Example: $.name;$.homepageUri;$.yearlyRevenues[?(@.year > 2018)]
specifies 3 elements to be returned (separated by ;
):
$.name
: entity name$.homepageUri
: entity homepageUri$.yearlyRevenues[?(@.year > 2018)]
: yearlyRevenues for years > 2018
mostRelevant()
Function
mostRelevant()
FunctionmostRelevant()
function supports selecting the element which is most relevant to the DQL or Enhance query.
For example, locations[mostRelevant()].['country', 'address']
selects the country
and address
fields of the location that best matches the DQL query such as:
type:Organization locations.country.name:"United States of America"
or an Enhance query such as:
{
"type": "Organization",
"name": "Diffbot",
"location": "United States of America"
}
The above queries with the example mostRelevant
filter would return the response
{
"locations": [
{
"country": {
"summary": "Sovereign state in North America",
"name": "United States of America"
},
"address": "1 New Orchard Road, Armonk, 10504-1722, New York, United States"
}
]
}
Why a variant of JsonPath?
- JsonPath does not support multiple paths being applied to a single Json. This is reflected in their recommended output structure. With this variant, multiple elements can be selected from a single json by specifying multiple paths.

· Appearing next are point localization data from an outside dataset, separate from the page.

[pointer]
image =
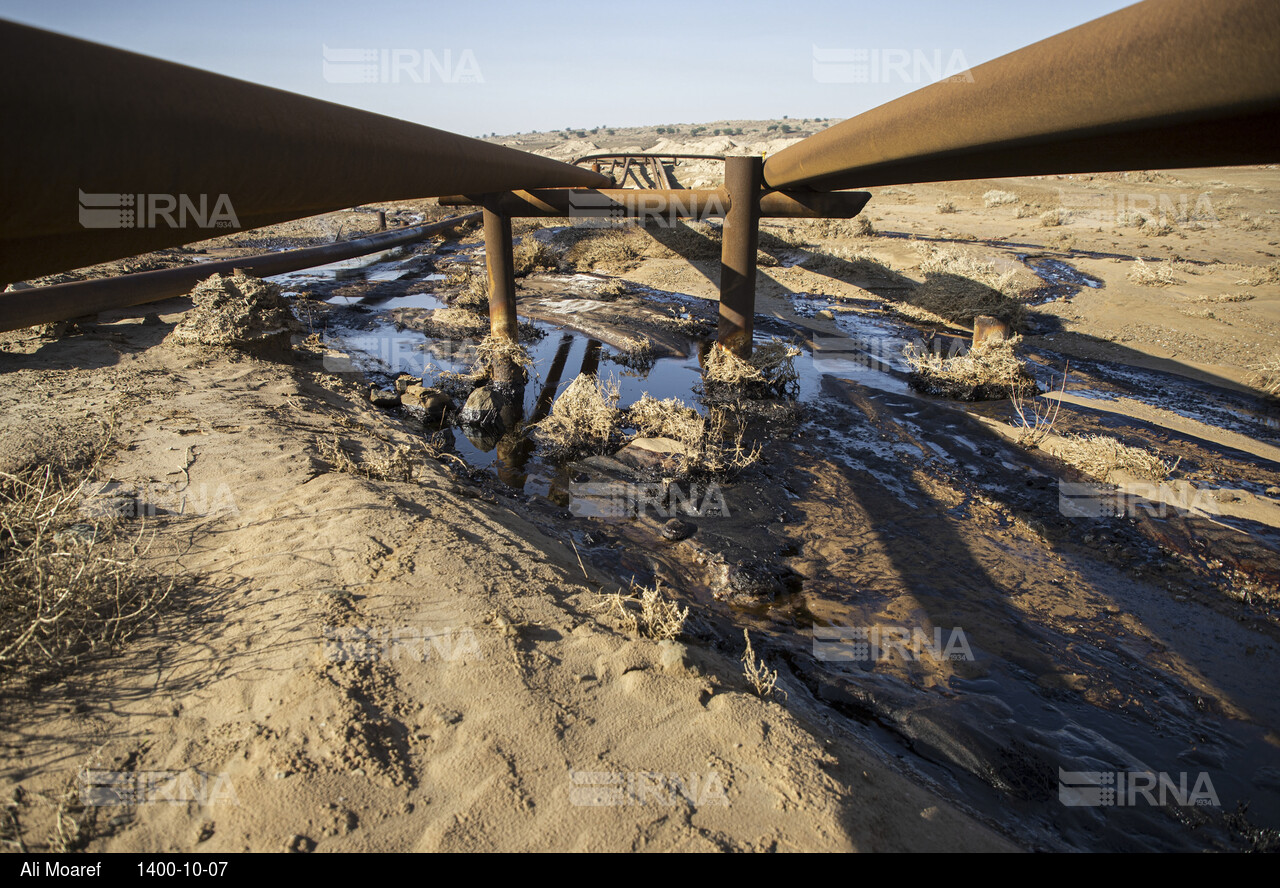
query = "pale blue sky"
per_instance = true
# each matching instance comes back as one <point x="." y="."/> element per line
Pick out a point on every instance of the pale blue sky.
<point x="554" y="64"/>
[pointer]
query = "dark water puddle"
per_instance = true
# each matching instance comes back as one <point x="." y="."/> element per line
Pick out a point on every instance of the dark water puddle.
<point x="1038" y="700"/>
<point x="1061" y="280"/>
<point x="1194" y="399"/>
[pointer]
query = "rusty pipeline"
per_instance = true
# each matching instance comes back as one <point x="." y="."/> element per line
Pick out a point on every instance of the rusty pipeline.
<point x="1162" y="83"/>
<point x="159" y="154"/>
<point x="658" y="202"/>
<point x="60" y="302"/>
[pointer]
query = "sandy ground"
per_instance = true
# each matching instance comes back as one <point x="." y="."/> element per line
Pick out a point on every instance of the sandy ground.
<point x="394" y="666"/>
<point x="428" y="664"/>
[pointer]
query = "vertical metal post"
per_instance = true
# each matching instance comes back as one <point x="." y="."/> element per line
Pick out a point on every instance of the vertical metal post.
<point x="499" y="262"/>
<point x="501" y="268"/>
<point x="743" y="179"/>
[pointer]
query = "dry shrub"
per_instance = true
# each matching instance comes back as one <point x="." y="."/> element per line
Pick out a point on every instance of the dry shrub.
<point x="769" y="371"/>
<point x="617" y="248"/>
<point x="839" y="261"/>
<point x="383" y="465"/>
<point x="1100" y="454"/>
<point x="711" y="449"/>
<point x="645" y="612"/>
<point x="237" y="311"/>
<point x="1152" y="275"/>
<point x="533" y="255"/>
<point x="585" y="419"/>
<point x="1055" y="218"/>
<point x="693" y="242"/>
<point x="999" y="197"/>
<point x="68" y="590"/>
<point x="638" y="355"/>
<point x="666" y="419"/>
<point x="762" y="680"/>
<point x="1266" y="376"/>
<point x="988" y="371"/>
<point x="472" y="293"/>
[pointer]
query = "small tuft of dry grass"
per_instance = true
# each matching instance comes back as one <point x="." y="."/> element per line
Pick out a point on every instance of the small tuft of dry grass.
<point x="1036" y="421"/>
<point x="585" y="419"/>
<point x="762" y="680"/>
<point x="493" y="351"/>
<point x="1266" y="376"/>
<point x="1160" y="274"/>
<point x="988" y="371"/>
<point x="999" y="197"/>
<point x="533" y="255"/>
<point x="959" y="287"/>
<point x="768" y="371"/>
<point x="396" y="463"/>
<point x="1101" y="454"/>
<point x="69" y="590"/>
<point x="645" y="612"/>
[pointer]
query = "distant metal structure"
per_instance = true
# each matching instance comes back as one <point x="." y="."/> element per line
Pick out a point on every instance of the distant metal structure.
<point x="632" y="163"/>
<point x="1164" y="83"/>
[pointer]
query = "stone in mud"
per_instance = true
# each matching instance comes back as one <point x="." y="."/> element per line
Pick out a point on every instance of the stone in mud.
<point x="677" y="530"/>
<point x="484" y="408"/>
<point x="238" y="311"/>
<point x="433" y="402"/>
<point x="652" y="453"/>
<point x="383" y="398"/>
<point x="755" y="581"/>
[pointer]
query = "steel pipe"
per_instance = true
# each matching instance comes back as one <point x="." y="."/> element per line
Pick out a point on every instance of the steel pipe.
<point x="1164" y="83"/>
<point x="737" y="256"/>
<point x="108" y="127"/>
<point x="656" y="202"/>
<point x="62" y="302"/>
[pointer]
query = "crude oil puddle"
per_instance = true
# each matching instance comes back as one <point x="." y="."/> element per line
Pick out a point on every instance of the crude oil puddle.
<point x="1051" y="673"/>
<point x="1061" y="280"/>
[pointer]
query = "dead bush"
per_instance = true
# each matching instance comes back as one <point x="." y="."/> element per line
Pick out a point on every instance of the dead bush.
<point x="72" y="585"/>
<point x="585" y="419"/>
<point x="988" y="371"/>
<point x="768" y="372"/>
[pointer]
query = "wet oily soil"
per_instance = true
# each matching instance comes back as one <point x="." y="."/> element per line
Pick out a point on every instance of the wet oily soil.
<point x="910" y="571"/>
<point x="1092" y="649"/>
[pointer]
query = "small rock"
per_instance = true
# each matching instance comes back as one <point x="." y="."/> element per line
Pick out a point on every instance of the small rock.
<point x="757" y="581"/>
<point x="652" y="453"/>
<point x="432" y="401"/>
<point x="677" y="530"/>
<point x="383" y="398"/>
<point x="297" y="843"/>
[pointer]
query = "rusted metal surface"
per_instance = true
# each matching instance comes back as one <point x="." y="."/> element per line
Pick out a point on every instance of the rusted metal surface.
<point x="1164" y="83"/>
<point x="83" y="118"/>
<point x="670" y="204"/>
<point x="672" y="158"/>
<point x="737" y="255"/>
<point x="501" y="268"/>
<point x="44" y="305"/>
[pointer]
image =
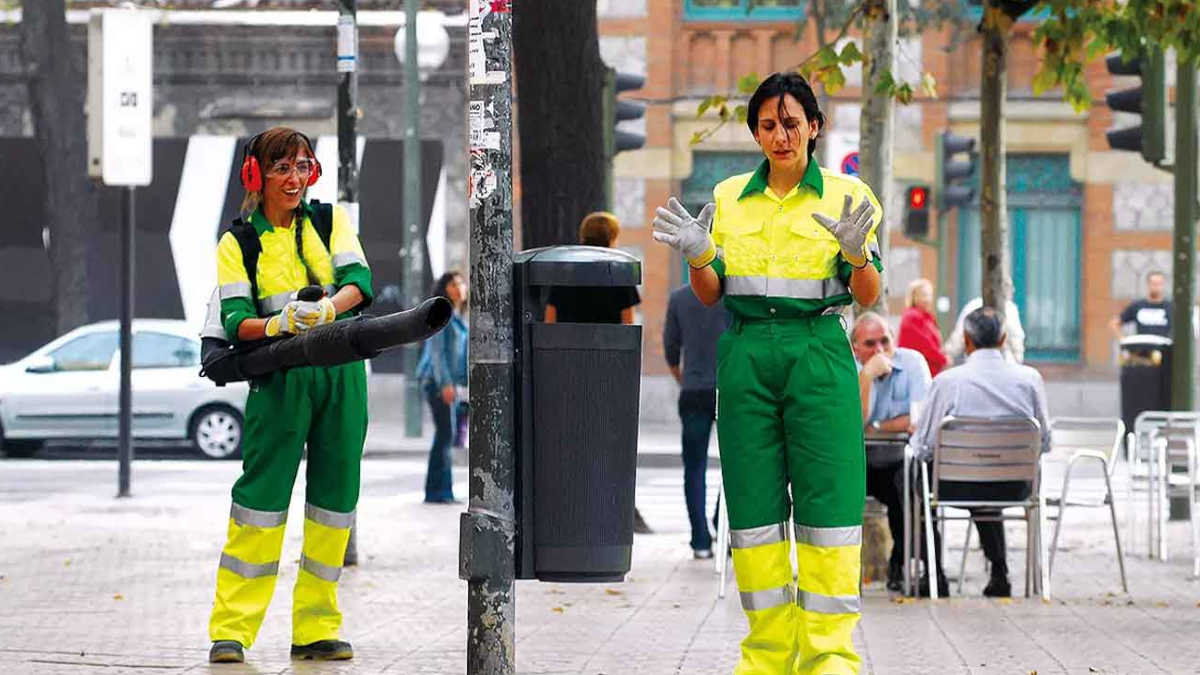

- The output format as specified by JsonPath is simplistic and loses the original structure of the document.
Compatibility Notes
- JsonPath supports
[start:end:step]
from ECMASCRIPT4, but we won't support step to be compatible with ECMA 2022. It doesn't seem to be supported by the Jayway Java implementation either.- JsonPath uses
.length
to refer to the length of the array. This is inconsistent when there is actually an element named length, so we don't support this.- We don't support any aggregation functions provided by the Jayway Java implementation as the goal of this implementation is to filter json.
- We won't support referencing an absolute path through an expression like
$..book[?(@.price <= $['expensive'])]
- The original spec supports unions but not multiple paths. It's easier to use multiple paths when the filtered nodes are disjoint.